A1 Integrated Audit Procedures

Question 1

Integrated Audits

Answer 1

These includes FS audit and audit of internal control over financial reporting (ICFR) as required by the Sox act.

The objective of an integrated audit is to express an opinion on the effectiveness of a company’s ICFR, ensure the date specified in mgmt’s assessment corresponds with the BS date for the FS audit, and the entity’s internal control cannot be considered effective if one or more material weakness exist.

Question 2

Section 404 of Sox Act

Answer 2

Section 404 of the Sarbanes Oxley Act details mgmt’s responsibility for adequate controls.

Question 3

PCAOB Standards for Internal Control

Answer 3

These standards only apply to audits of issuers.

Question 4

Engagement Withdrawal

Answer 4

If a service auditor is unable to obtain a written assertion from the service organization’s management regarding its system and suitability of the design & operating effectiveness of controls, it would be appropriate for the auditor to withdraw from the engagement as per the requirements of the statement on standards for attestation engagements. (unless prohibited by law).

Question 5

Entity Level Controls

Answer 5

These include controls related to the control environment, the risk assessment process, and the policies over risk mgmt practices.

Question 6

Integrated Audits for Nonissuers

Answer 6

Private companies can also have integrated audits using AICPA auditing standards board SAS (Statement on Auditing Standards)

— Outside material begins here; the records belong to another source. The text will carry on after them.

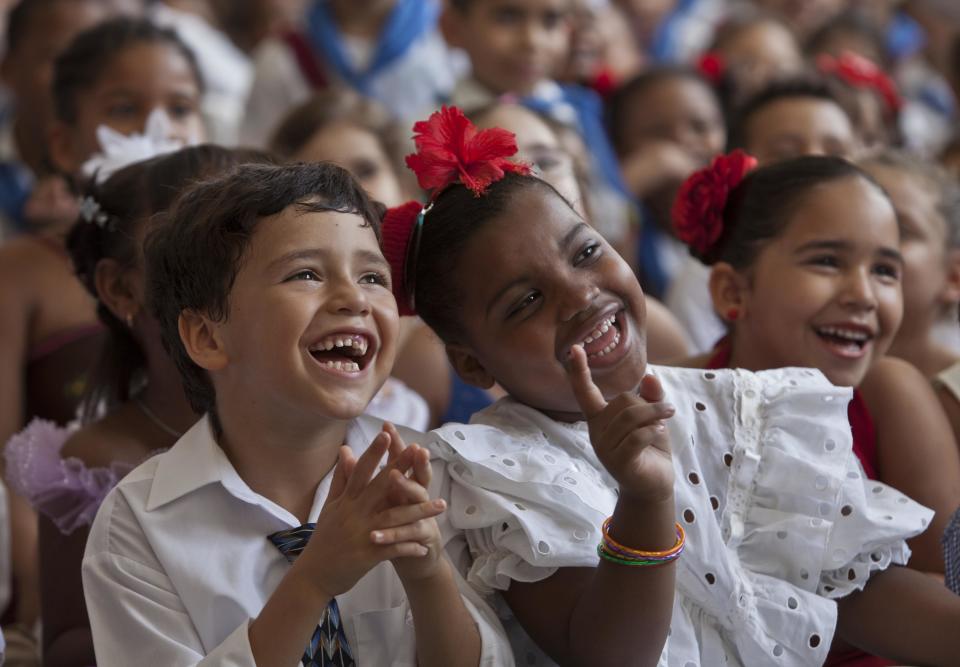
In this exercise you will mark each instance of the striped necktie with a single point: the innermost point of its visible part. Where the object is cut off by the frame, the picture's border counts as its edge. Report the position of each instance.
(328, 646)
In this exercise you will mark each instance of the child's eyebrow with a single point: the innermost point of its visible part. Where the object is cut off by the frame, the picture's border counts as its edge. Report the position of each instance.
(887, 253)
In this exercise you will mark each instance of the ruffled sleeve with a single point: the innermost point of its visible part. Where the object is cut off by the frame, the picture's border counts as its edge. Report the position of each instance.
(64, 490)
(529, 503)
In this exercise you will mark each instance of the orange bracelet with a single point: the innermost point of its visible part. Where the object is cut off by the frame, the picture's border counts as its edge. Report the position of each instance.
(636, 553)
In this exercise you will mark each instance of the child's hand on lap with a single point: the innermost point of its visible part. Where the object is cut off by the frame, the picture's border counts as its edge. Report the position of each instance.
(627, 433)
(343, 548)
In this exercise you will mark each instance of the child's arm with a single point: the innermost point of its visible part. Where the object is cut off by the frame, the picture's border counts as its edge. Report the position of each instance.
(614, 614)
(903, 615)
(916, 450)
(332, 565)
(446, 632)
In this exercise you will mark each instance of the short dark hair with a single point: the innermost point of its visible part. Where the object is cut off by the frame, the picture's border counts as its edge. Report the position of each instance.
(81, 65)
(128, 200)
(808, 86)
(194, 256)
(761, 206)
(617, 105)
(456, 216)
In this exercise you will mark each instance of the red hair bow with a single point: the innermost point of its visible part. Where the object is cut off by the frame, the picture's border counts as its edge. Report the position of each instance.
(860, 72)
(450, 149)
(712, 66)
(698, 210)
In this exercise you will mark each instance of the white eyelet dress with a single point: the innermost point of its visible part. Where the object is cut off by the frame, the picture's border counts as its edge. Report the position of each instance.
(780, 519)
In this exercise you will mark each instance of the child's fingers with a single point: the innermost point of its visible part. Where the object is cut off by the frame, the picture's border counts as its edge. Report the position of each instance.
(421, 531)
(422, 470)
(634, 417)
(650, 389)
(341, 474)
(396, 442)
(588, 397)
(367, 463)
(404, 514)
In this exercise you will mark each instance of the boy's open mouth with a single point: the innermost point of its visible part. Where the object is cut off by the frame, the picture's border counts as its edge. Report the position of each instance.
(349, 353)
(848, 341)
(605, 338)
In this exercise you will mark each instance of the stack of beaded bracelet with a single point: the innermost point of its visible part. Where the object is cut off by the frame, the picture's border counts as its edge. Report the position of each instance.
(611, 550)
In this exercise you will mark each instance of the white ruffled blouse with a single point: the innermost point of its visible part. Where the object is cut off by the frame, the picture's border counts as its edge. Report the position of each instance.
(780, 519)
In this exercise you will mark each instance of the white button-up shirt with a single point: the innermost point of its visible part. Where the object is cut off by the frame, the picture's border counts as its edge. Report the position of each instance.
(178, 564)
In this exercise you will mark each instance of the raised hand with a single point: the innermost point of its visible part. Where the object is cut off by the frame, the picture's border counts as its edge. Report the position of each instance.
(408, 488)
(628, 433)
(358, 507)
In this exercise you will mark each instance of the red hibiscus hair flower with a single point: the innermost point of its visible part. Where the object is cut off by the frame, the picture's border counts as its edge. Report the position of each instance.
(450, 149)
(698, 209)
(860, 72)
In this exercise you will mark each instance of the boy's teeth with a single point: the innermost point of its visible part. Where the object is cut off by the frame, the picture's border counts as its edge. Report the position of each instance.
(600, 330)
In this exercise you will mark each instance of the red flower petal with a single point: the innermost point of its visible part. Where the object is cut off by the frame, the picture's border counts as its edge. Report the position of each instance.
(450, 150)
(698, 209)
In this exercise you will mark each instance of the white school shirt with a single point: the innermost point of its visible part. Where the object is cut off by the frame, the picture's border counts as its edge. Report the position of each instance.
(780, 519)
(178, 564)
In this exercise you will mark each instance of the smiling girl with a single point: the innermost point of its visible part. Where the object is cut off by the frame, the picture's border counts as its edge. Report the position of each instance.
(568, 491)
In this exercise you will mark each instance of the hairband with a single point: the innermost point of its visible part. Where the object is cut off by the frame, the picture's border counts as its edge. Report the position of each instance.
(698, 209)
(450, 150)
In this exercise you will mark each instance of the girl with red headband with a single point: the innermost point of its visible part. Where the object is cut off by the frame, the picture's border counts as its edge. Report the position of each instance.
(579, 491)
(806, 269)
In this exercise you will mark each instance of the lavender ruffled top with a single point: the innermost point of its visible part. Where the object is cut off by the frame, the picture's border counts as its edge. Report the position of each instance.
(62, 489)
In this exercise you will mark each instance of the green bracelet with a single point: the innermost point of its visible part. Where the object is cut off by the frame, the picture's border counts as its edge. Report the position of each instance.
(604, 554)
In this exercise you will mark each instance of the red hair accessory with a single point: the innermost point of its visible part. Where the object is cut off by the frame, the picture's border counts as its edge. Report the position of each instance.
(712, 66)
(450, 149)
(698, 210)
(860, 72)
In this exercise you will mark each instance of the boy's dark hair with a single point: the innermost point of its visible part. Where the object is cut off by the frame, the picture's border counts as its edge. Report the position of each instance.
(762, 205)
(804, 87)
(457, 215)
(616, 107)
(82, 64)
(194, 256)
(127, 200)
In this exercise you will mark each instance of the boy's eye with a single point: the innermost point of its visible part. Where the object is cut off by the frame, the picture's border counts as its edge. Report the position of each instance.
(304, 274)
(885, 270)
(375, 278)
(825, 260)
(590, 252)
(527, 300)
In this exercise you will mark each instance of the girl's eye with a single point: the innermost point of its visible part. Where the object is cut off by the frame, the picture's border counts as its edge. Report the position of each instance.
(375, 278)
(525, 302)
(891, 271)
(590, 252)
(825, 260)
(305, 274)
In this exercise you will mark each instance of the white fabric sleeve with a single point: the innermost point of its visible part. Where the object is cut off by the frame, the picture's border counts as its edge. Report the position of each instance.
(136, 615)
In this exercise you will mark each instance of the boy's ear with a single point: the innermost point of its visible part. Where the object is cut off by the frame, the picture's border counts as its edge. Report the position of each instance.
(202, 341)
(728, 290)
(451, 25)
(950, 296)
(63, 151)
(468, 367)
(115, 291)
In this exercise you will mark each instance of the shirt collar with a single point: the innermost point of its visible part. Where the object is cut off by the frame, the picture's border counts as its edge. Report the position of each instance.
(196, 460)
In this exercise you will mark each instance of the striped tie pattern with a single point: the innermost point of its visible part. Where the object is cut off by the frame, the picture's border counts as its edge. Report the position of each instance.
(328, 646)
(951, 553)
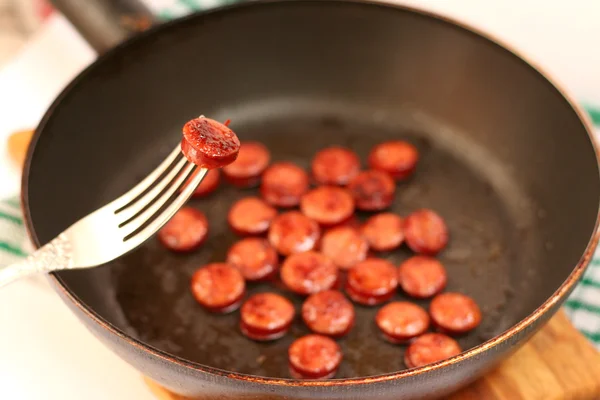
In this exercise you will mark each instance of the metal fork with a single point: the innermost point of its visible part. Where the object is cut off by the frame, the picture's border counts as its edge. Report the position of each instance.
(118, 227)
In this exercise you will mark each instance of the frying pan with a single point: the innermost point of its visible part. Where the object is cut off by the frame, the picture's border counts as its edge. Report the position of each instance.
(506, 158)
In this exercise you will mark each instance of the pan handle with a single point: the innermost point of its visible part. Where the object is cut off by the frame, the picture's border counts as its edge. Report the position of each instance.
(106, 23)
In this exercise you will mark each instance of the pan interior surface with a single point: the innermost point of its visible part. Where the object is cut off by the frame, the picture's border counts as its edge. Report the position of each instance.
(504, 159)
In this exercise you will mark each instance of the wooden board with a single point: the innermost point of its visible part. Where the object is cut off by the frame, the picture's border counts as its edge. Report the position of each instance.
(558, 363)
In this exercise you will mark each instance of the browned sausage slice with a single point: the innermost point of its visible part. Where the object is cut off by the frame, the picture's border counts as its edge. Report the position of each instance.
(218, 287)
(309, 272)
(314, 357)
(401, 321)
(293, 232)
(454, 313)
(185, 231)
(254, 257)
(422, 277)
(328, 205)
(345, 246)
(425, 232)
(335, 166)
(430, 348)
(208, 143)
(372, 190)
(252, 161)
(398, 158)
(266, 316)
(328, 313)
(283, 184)
(384, 232)
(372, 281)
(251, 216)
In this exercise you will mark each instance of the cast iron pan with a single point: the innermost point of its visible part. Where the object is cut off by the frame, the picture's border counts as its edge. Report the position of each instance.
(506, 160)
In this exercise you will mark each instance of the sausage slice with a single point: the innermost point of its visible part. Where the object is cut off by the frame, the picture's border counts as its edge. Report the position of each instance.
(328, 313)
(218, 287)
(422, 277)
(309, 272)
(401, 321)
(314, 357)
(185, 231)
(251, 216)
(266, 316)
(254, 257)
(430, 348)
(454, 313)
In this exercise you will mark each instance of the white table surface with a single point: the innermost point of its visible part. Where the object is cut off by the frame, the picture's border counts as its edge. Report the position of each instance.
(44, 352)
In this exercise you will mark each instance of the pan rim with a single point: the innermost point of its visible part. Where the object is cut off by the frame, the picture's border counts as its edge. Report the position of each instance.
(553, 301)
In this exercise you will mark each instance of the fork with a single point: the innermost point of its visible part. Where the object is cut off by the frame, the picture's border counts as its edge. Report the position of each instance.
(118, 227)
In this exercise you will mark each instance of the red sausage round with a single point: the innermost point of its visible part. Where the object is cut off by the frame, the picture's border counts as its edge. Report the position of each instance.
(422, 277)
(372, 281)
(335, 166)
(219, 287)
(401, 321)
(430, 348)
(454, 313)
(252, 161)
(328, 313)
(384, 232)
(283, 184)
(208, 143)
(185, 231)
(397, 158)
(254, 257)
(266, 316)
(314, 357)
(309, 272)
(293, 232)
(251, 216)
(372, 190)
(328, 205)
(425, 232)
(345, 246)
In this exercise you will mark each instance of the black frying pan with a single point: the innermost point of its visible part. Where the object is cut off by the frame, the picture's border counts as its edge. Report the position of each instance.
(506, 159)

SAS 130 governs the audit & report.

Question 7

Integrated Auditor Requirements

Answer 7

For both issuers & nonissuers, these include planning & performing the integrated audit to achieve the objective of both engagements, use the same control criteria to perform the audit of internal control as mgmt uses for its evaluation, & test the controls which are designed to provide sufficient appropriate evidence to support both the opinion of internal control & the control risk assessment for the FS audit.